Stress Vs. Trusting God

Stress, trusting God, and how plants serve as reminders.

Nicole Hanson

2/7/20243 min read

Transcript

My theory is that stress and trusting God don’t go well together. They’re opposites.

My main reason is that most of the time when I’m stressed, it’s because I’m relying on myself. It’s falsely believing everything depends on me.

There IS a balance, a partnership, and I’ll get into that later.

I’ve lived with a kind of anxiety for many years. It’s not the kind that has a daily impact, it’s the kind that will sneak up on me and blow up a day. Or two.

Over the years, I’ve started recognizing patterns. One is that I’m susceptible to a high anxiety day when I’m under a lot of stress. It comes up when I try to balance this art business, substitute teaching, homemaking, health, church, and friends. Fears about ruining this art business start pumping that adrenaline.

Sometimes I crush myself under self-inflicted pressure to do Everything with a capital E, take all the advice I can find to become a full-time artist. Except, half of it contradicts each other, adding to the stress.

That’s why I chose to paint the plants on my plant shelf. All plants are reminders for me (or visual cues) that God gives the growth. The farmers and gardeners of the world plant, water, and pull the weeds. And ultimately it is God who gives growth.

That phrase comes from 2 Corinthians 3:5-9, where Paul is writing about how the people are arguing over which people they follow. Paul urges them to stop. He wants the focus on God, not God’s servants. Paul urges us not to play favorites with our pastors and those with spiritual influence.

Why not? Well, because they are God’s servants, obeying. They are planting, watering, and pulling weeds as God directs.
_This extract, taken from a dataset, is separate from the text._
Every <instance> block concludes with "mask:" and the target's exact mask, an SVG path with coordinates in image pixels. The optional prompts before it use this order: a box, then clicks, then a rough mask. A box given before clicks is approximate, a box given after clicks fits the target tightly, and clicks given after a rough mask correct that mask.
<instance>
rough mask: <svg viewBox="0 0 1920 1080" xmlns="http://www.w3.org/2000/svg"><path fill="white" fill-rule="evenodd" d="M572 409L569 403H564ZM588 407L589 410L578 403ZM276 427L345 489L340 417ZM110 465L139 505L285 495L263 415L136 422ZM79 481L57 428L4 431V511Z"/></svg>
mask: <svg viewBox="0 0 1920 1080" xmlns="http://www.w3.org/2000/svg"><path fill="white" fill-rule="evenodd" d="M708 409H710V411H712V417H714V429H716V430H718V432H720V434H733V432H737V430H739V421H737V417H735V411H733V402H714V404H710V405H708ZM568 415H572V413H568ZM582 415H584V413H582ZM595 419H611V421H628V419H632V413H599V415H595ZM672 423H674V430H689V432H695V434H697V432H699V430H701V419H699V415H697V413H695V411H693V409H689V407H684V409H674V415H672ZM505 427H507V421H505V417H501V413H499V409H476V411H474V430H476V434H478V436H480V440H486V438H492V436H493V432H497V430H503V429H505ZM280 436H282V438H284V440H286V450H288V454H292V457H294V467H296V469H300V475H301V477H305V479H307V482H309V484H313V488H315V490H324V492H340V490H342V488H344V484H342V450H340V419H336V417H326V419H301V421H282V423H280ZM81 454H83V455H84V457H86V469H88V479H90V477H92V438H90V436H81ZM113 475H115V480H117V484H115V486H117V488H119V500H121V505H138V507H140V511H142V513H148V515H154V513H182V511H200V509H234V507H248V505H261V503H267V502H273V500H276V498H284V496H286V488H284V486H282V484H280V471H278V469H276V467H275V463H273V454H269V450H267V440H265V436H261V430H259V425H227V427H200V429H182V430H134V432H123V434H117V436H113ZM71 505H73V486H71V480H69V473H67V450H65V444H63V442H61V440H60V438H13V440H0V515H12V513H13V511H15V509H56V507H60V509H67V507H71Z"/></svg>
These servants cannot cause growth, cannot cause people to become disciples of Jesus. Only God Himself can do that.

I believe the principle applies to more in my life, too. If God causes any growth and transformation in my relationship with Him, He is also responsible for my growth in any other area of my life.
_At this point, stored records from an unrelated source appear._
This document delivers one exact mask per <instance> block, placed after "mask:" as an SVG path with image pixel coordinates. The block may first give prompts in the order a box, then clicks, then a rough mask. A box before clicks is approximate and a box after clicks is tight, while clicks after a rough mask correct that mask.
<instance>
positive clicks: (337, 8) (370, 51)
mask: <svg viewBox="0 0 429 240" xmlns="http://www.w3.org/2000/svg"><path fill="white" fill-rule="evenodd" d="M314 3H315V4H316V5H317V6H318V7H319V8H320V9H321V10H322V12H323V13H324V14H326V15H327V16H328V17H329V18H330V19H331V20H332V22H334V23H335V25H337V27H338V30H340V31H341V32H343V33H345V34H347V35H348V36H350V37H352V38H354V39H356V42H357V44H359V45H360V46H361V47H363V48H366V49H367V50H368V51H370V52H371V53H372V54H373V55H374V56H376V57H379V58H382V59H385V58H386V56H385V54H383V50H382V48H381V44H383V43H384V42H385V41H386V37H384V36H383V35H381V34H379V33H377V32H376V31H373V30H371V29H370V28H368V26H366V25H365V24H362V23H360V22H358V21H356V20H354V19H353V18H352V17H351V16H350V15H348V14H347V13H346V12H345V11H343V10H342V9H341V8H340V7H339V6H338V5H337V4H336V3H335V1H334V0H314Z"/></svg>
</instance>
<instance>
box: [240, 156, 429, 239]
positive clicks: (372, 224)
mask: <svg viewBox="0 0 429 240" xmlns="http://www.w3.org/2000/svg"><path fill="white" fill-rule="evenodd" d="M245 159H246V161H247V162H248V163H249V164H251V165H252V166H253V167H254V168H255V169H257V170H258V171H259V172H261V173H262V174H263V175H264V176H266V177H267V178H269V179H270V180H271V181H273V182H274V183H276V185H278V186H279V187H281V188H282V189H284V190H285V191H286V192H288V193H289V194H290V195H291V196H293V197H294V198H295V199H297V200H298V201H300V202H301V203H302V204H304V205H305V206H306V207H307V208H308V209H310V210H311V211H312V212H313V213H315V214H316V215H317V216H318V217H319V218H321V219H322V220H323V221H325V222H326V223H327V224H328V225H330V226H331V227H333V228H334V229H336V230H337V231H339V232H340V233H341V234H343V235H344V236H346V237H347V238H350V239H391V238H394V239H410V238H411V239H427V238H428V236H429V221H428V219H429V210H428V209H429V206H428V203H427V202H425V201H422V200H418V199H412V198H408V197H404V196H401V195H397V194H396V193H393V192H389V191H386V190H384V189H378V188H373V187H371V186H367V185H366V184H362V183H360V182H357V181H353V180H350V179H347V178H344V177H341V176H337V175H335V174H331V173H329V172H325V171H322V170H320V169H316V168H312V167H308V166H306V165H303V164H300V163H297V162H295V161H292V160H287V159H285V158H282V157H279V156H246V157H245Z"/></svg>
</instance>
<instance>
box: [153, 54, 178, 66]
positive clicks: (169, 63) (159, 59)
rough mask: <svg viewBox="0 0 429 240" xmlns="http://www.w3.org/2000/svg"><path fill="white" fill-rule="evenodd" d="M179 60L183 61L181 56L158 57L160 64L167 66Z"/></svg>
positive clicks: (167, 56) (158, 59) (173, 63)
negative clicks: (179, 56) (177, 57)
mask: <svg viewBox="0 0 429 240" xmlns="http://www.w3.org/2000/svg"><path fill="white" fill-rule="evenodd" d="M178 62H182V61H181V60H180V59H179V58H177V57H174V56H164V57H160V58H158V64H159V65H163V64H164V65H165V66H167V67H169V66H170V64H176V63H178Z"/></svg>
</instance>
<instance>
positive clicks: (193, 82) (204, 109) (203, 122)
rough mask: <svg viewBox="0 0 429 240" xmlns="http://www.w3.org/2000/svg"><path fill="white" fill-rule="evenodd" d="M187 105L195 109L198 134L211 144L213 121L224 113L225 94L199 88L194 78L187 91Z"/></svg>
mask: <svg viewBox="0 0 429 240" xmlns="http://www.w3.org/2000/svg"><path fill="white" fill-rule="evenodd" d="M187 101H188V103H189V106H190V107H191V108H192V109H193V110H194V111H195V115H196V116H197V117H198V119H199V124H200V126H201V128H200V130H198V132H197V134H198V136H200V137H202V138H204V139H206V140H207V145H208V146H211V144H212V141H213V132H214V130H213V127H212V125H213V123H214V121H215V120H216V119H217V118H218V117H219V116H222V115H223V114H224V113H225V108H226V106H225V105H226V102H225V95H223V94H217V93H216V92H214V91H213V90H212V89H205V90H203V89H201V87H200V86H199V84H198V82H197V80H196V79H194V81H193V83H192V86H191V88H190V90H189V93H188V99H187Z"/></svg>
I am responsible to follow His lead, and He is responsible for the results.

This is stress relieving for me because the pressure is no longer on ME. When I accept that it is God who causes growth, transformation, and progress, I shift my reliance from myself to Him.

Which is great. Whether I accept that God gives growth and causes the results or not, it IS always Him. I don’t have to believe it to make it true. And if I choose to close my eyes tight to that truth, I’m piling all that stress back onto myself. Completely unnecessary stress.
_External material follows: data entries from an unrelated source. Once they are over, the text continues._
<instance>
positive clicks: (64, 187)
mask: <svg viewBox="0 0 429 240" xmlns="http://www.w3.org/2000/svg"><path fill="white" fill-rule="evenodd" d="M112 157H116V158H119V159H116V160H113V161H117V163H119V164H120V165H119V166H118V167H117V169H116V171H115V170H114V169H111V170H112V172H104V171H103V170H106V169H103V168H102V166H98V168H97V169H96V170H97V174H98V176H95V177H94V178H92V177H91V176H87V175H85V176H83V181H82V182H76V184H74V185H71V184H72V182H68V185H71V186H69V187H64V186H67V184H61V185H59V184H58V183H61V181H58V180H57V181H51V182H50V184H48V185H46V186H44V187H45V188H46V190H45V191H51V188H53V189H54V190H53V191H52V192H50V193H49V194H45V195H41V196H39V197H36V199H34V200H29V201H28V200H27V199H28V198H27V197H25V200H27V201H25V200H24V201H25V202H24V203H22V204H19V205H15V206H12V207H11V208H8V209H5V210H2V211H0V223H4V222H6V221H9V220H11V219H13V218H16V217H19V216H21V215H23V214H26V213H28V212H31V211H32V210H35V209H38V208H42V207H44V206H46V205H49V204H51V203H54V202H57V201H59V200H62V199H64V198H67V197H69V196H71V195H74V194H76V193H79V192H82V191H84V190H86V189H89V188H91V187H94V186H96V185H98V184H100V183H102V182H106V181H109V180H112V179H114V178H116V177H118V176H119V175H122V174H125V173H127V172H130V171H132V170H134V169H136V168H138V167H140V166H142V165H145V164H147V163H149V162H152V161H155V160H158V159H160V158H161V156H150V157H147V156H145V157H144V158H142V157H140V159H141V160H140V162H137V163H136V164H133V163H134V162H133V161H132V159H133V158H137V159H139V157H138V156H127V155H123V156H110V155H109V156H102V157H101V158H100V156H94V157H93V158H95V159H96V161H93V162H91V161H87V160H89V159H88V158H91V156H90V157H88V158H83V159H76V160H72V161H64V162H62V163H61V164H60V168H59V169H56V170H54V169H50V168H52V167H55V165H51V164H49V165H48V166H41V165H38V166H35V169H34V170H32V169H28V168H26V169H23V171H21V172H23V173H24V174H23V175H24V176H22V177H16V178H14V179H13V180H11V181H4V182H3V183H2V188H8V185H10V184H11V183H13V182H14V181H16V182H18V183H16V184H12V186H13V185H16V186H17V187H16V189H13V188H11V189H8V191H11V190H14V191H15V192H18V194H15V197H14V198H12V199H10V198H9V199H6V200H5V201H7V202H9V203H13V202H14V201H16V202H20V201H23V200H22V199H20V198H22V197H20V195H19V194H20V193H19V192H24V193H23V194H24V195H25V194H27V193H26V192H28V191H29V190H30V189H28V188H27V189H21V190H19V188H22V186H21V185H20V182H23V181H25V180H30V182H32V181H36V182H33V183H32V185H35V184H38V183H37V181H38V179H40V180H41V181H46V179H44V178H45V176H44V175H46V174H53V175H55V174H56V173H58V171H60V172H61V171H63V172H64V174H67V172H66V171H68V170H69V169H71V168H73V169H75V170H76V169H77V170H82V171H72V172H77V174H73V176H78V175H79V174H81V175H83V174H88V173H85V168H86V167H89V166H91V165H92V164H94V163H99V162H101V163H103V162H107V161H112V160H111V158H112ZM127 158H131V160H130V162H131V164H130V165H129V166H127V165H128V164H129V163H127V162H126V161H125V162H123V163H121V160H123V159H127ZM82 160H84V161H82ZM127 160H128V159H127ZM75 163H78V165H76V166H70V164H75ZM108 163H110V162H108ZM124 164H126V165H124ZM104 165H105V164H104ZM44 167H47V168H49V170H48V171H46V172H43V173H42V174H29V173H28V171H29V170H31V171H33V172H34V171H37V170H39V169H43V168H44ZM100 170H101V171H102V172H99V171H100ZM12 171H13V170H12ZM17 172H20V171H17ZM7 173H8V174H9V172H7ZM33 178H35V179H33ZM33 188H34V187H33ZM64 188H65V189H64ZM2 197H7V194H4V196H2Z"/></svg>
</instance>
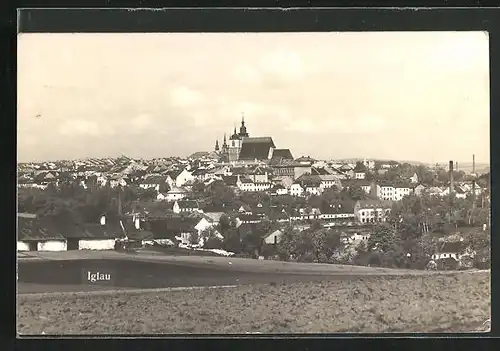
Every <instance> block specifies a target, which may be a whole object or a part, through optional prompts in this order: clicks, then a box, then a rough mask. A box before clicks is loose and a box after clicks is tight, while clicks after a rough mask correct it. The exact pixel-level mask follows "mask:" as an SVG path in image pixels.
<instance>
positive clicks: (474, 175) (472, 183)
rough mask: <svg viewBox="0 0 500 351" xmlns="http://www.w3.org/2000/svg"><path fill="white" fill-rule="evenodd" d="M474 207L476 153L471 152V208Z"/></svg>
mask: <svg viewBox="0 0 500 351" xmlns="http://www.w3.org/2000/svg"><path fill="white" fill-rule="evenodd" d="M475 208H476V155H474V154H472V209H475Z"/></svg>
This isn’t permission to wash my hands and step away and idly wait for God to put ideas and opportunities in my lap. We both have roles to play.

I am tempted to live as if it is my role to make Everything happen and make it turn out perfect, and God’s role to bless it and somehow make that perfection better.

That’s a lie, making myself into my own idol.

The roles that are at least closer to the truth are that I’m responsible to sit with God and listen, to love and engage with those around me, to follow Him when He nudges, gives ideas, and even when He asks me to stop. It is God’s role to protect, guide, correct, and give the results.

I think it will involve taking all my urgent to-do lists to God in prayer, and asking which, if any, I should work on that day, waiting for one of them to stand out to me. I think it will involve pausing throughout the day in self-reflection to ask if I’m still following God’s lead, or taking things into my own hands again. I think it will involve doing the best I know to do, following best practices, all with an open hand willing to switch gears if God directs. And continuing to follow the ideas I think are from God, even if they’re as crazy as marching around Jericho, and even if it doesn’t look like I’m getting closer to becoming a full-time artist.

Letting go of results is hard, I’ll just come out and say it. It’s so tempting to believe that as I obey God, all the results will immediately seem ‘good’ to me. It is closer to the truth that sometimes as I obey God, things won’t, at first, be peaches and rainbows. That’s only at first. In the end, I cling to the belief that even the trials will be for my good.

When I surrender the “in charge” role back to God, it’s me acknowledging that He knows more than I do, that He is more capable than I, that His plans for me are ultimately better than my own plans. And He is the only one who gives growth, so I’ll stop trying to take that job. Start learning to, anyway.